LOSS-MAKING Irish carrier Aer Lingus yesterday took a step closer to the no-frills model of rival and onetime suitor Ryanair with the extension of extra charging under a plan to boost revenue.
The former state airline drew a muted response from investors with its offer of basic ticketing plus top-up fees for meals, access to lounges and seat selection as it tries to revive passenger numbers in its battered home market. It said that in 2009 it made an operating loss and burnt through €400m (£348.7m) in gross cash but had a strong balance sheet with sufficient liquidity for investment needs in the short term and for lease repayments.

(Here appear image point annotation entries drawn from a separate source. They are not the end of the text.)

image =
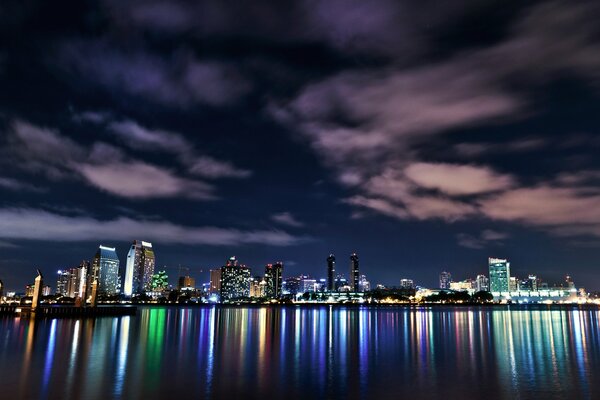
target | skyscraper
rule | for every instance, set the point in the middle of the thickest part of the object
(331, 273)
(499, 274)
(445, 279)
(235, 280)
(139, 269)
(106, 269)
(354, 275)
(215, 281)
(482, 283)
(186, 283)
(71, 282)
(407, 283)
(274, 279)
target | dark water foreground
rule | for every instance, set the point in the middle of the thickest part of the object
(322, 352)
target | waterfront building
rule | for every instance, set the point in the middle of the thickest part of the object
(293, 285)
(445, 279)
(105, 269)
(354, 274)
(341, 284)
(482, 283)
(139, 269)
(407, 283)
(499, 275)
(258, 287)
(569, 282)
(235, 280)
(62, 282)
(215, 281)
(274, 279)
(364, 284)
(331, 273)
(186, 283)
(72, 282)
(308, 285)
(468, 285)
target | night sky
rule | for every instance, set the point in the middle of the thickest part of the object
(425, 136)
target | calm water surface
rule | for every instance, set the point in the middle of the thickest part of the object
(305, 353)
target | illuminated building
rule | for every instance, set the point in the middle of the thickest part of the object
(186, 283)
(215, 281)
(331, 273)
(309, 285)
(499, 275)
(482, 283)
(292, 285)
(274, 279)
(62, 283)
(354, 275)
(105, 268)
(258, 287)
(407, 284)
(341, 284)
(445, 279)
(569, 282)
(364, 284)
(235, 280)
(139, 268)
(71, 282)
(468, 285)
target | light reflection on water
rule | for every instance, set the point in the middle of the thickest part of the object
(305, 352)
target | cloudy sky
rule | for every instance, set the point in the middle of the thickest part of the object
(425, 136)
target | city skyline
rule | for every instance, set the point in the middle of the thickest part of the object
(425, 138)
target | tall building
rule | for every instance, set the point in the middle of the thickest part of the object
(482, 283)
(72, 282)
(445, 279)
(139, 269)
(235, 280)
(258, 287)
(499, 274)
(215, 281)
(407, 284)
(354, 275)
(331, 273)
(364, 284)
(513, 284)
(186, 283)
(62, 282)
(105, 268)
(308, 284)
(466, 285)
(293, 285)
(274, 279)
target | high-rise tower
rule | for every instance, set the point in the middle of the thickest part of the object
(445, 279)
(354, 275)
(106, 269)
(499, 275)
(140, 268)
(273, 277)
(331, 273)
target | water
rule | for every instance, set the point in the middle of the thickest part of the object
(293, 352)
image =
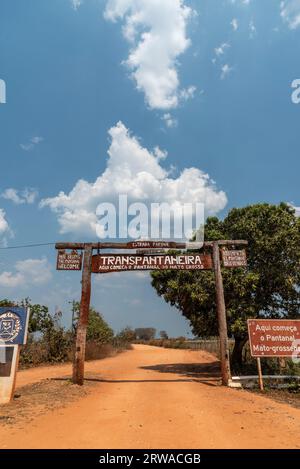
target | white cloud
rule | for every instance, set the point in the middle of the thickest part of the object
(221, 49)
(4, 226)
(225, 71)
(241, 2)
(27, 196)
(34, 141)
(5, 230)
(235, 24)
(27, 273)
(297, 209)
(76, 4)
(252, 29)
(290, 13)
(169, 120)
(157, 33)
(135, 171)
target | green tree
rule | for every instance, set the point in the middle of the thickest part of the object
(268, 287)
(126, 335)
(40, 320)
(163, 335)
(98, 330)
(145, 333)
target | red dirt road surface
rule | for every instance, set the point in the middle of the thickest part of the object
(151, 397)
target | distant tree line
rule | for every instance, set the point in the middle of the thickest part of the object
(268, 288)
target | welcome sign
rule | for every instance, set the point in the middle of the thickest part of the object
(105, 263)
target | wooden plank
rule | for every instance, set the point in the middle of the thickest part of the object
(79, 355)
(107, 245)
(105, 263)
(221, 312)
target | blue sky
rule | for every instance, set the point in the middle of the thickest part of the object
(211, 87)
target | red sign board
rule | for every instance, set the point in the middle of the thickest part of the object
(234, 258)
(69, 261)
(104, 263)
(274, 337)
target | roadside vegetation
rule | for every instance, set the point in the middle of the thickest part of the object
(268, 288)
(49, 342)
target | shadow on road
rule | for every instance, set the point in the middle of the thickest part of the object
(208, 373)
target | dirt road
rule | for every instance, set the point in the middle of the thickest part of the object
(157, 398)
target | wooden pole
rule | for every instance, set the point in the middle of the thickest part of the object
(79, 355)
(260, 380)
(221, 312)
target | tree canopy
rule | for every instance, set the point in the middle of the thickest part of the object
(268, 287)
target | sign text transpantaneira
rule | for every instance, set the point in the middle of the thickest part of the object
(104, 263)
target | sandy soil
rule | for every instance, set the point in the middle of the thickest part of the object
(153, 398)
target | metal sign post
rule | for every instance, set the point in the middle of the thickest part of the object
(13, 334)
(273, 338)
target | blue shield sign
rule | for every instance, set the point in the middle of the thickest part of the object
(13, 325)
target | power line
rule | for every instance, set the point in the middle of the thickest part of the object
(20, 246)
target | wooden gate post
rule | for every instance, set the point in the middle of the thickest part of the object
(221, 312)
(79, 355)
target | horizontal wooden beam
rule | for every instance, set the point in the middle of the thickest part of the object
(106, 245)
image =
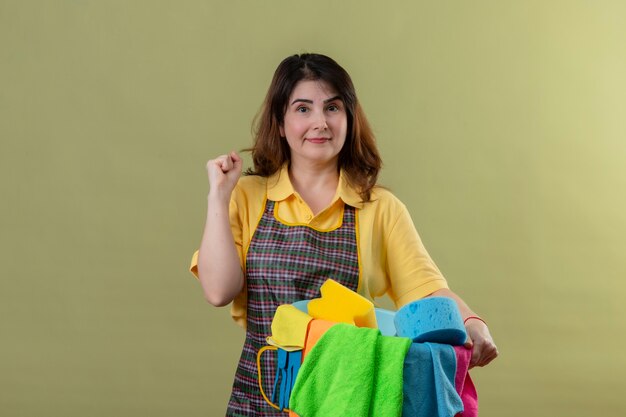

Ryanair, which has some of the industry’s lowest costs and carries more than six times as many passengers as Aer Lingus in which it has a 30 per cent stake, makes extra money on top of ticket sales by charging for meals and baggage and has even toyed with introducing a toilet fee.
But Aer Lingus chief executive Christopher Mueller, brought in last September to staunch the losses that threatened its independence, said a “pure low-cost model” was not sustainable and the airline would differentiate itself from Ryanair.
To enhance revenue, Aer Lingus said it would “unbundle” paid product options for passengers, offering low fares for the majority with additional premium “enhancements” on demand. Aer Lingus will still offer features such as reclining seats, adjustable window blinds and seatback pockets which Ryanair has abolished to cut costs to the last penny.
Mueller said the Irish market which -- unlike Ryanair -- Aer Lingus relies on for much of its revenue, was a “basket case” and would remain tough throughout this year.